Hello Mr. Smith,” it will say. “Welcome home! I hope your trip was a good one! We’re calling/texting because we see that your furnace filter is due to be replaced in the next three days. Well right now we’re offering a sale on filters especially made for your Acme Furnace, Model ABC123. And oh by the way, we see that your unit hasn’t been serviced in the last six months. For an extra $69.99 we could send a tech out to your home at 1313 Mockingbird Lane, Mockingbird Heights, New Jersey. From your schedule it looks like Fridays you get home from work early and we do have a 4 p.m. slot open. If that’s not good, we have Saturday appointments also. Since you like to sleep until noon on the weekends, we could schedule it at 1 p.m. if that works better for you.”

If you don’t find the fact that your house just told a complete stranger that you weren’t home and what your normal schedule is down right creepy, I don’t know what will. I try very hard to discourage even my own neighbors from knowing when I’m home or not, so my house won’t be a target of burglars. But with my house blabbing about my schedule to the entire Internet, I just might as well get rid of all timers for my lights and keep my doors unlocked.

Okay, so I’m exaggerating a bit, but the fact that my private schedule will suddenly be public knowledge is no exaggeration.

And I do mean public knowledge.

Because if the recent Target credit card hacking case and Edward Snowden have taught us anything, it’s that no data is completely safe. Make no mistake,  the data coming from Internet-enabled home automation devices like these smart thermostats would be a gold mine to some hacker; low paid, ethically-challenged systems operator or even a government spy agency.

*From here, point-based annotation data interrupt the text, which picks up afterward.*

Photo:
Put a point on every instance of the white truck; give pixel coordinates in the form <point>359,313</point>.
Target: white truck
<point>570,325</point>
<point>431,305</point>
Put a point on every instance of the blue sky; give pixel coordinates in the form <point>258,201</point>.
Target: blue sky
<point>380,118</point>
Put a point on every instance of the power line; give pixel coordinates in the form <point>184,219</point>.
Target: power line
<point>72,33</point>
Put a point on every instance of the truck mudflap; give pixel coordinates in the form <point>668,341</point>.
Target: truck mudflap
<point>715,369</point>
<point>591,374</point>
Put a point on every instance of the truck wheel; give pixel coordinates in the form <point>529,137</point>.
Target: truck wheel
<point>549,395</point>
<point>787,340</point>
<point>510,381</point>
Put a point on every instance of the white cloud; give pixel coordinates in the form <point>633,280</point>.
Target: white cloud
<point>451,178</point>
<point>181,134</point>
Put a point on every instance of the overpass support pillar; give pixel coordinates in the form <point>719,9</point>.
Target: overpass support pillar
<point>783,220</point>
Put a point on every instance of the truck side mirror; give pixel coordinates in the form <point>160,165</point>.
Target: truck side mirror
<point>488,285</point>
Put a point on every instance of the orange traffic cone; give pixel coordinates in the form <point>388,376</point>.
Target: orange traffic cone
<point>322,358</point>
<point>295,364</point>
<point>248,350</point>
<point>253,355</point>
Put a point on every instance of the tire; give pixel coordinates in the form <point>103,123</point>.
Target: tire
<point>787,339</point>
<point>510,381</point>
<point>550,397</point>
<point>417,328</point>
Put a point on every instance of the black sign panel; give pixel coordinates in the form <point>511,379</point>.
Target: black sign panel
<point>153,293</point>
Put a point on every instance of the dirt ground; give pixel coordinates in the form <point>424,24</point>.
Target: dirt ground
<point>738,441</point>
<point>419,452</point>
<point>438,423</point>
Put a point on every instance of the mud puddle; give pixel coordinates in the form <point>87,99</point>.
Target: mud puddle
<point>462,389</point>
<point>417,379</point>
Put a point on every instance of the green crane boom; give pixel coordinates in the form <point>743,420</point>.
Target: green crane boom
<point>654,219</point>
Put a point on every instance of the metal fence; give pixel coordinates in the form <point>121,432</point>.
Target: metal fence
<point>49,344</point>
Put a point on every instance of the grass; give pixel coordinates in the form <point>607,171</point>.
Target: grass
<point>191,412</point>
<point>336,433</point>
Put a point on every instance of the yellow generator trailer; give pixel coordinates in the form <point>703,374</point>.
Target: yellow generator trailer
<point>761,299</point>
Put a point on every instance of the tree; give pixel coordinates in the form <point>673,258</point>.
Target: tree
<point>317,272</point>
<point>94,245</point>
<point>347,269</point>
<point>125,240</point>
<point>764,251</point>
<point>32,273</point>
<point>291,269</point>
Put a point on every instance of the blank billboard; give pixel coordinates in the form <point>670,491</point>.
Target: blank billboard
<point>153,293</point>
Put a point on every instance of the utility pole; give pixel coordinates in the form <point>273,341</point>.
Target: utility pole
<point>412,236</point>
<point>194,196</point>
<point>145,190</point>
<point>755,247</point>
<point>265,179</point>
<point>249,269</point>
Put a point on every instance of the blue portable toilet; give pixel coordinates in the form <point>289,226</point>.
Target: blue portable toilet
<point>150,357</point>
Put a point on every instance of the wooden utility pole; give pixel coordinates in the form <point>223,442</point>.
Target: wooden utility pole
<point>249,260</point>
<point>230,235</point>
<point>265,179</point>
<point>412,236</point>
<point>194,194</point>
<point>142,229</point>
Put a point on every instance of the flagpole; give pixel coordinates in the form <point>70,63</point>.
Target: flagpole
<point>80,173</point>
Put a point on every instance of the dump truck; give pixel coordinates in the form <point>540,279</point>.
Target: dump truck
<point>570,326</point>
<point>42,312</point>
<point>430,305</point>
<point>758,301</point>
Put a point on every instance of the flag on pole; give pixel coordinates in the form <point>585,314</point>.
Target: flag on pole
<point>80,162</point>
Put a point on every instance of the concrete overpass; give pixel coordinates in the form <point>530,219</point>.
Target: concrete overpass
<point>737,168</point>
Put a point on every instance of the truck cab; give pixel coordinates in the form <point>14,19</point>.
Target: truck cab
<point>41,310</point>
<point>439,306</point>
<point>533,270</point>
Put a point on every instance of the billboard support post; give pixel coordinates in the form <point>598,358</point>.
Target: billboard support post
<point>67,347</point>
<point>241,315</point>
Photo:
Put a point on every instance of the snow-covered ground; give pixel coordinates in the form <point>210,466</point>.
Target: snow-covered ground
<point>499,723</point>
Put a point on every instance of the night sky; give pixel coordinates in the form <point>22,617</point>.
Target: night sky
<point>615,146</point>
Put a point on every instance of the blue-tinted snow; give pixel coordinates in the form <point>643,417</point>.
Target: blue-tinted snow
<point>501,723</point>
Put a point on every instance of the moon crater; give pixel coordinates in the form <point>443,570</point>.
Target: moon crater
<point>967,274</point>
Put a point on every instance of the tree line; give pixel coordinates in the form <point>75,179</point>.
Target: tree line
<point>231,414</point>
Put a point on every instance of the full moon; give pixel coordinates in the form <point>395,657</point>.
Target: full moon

You think the Cryptolocker virus that struck at the end of last year was bad? Now imagine instead of locking up all the data on your computer hard drive and ransoming it back to you, some Internet miscreant hacks into your heating system on the coldest day of the year.

Want your heat back? Then send $25,000 to this PayPal account or freeze!

Attacks probably won’t be as blatant or obvious as that. Smarter operators or even our own government could just tap into the data your thermostat sends back to Google and use it to determine when you come and go. Then they could sell that data on some black market to burglary rings looking to target specific zip codes or use it themselves to break into your home when they know you will be out.

I realize all these things are pretty unlikely and there will no doubt be some safeguards on the devices to prevent exactly the sort of abuses I talk about here. But the idea that there will be some gadget or gadgets inside my house, watching me and learning all about my habits and reporting them back to some anonymous, faceless entity – even if it’s for totally “legitimate” purposes – is still creepy. It smacks of the exactly the kind of surveillance state George Orwell warned us about all those years ago.

It’s almost enough to make me want to go back to those carefree, pre-connected days of 1984.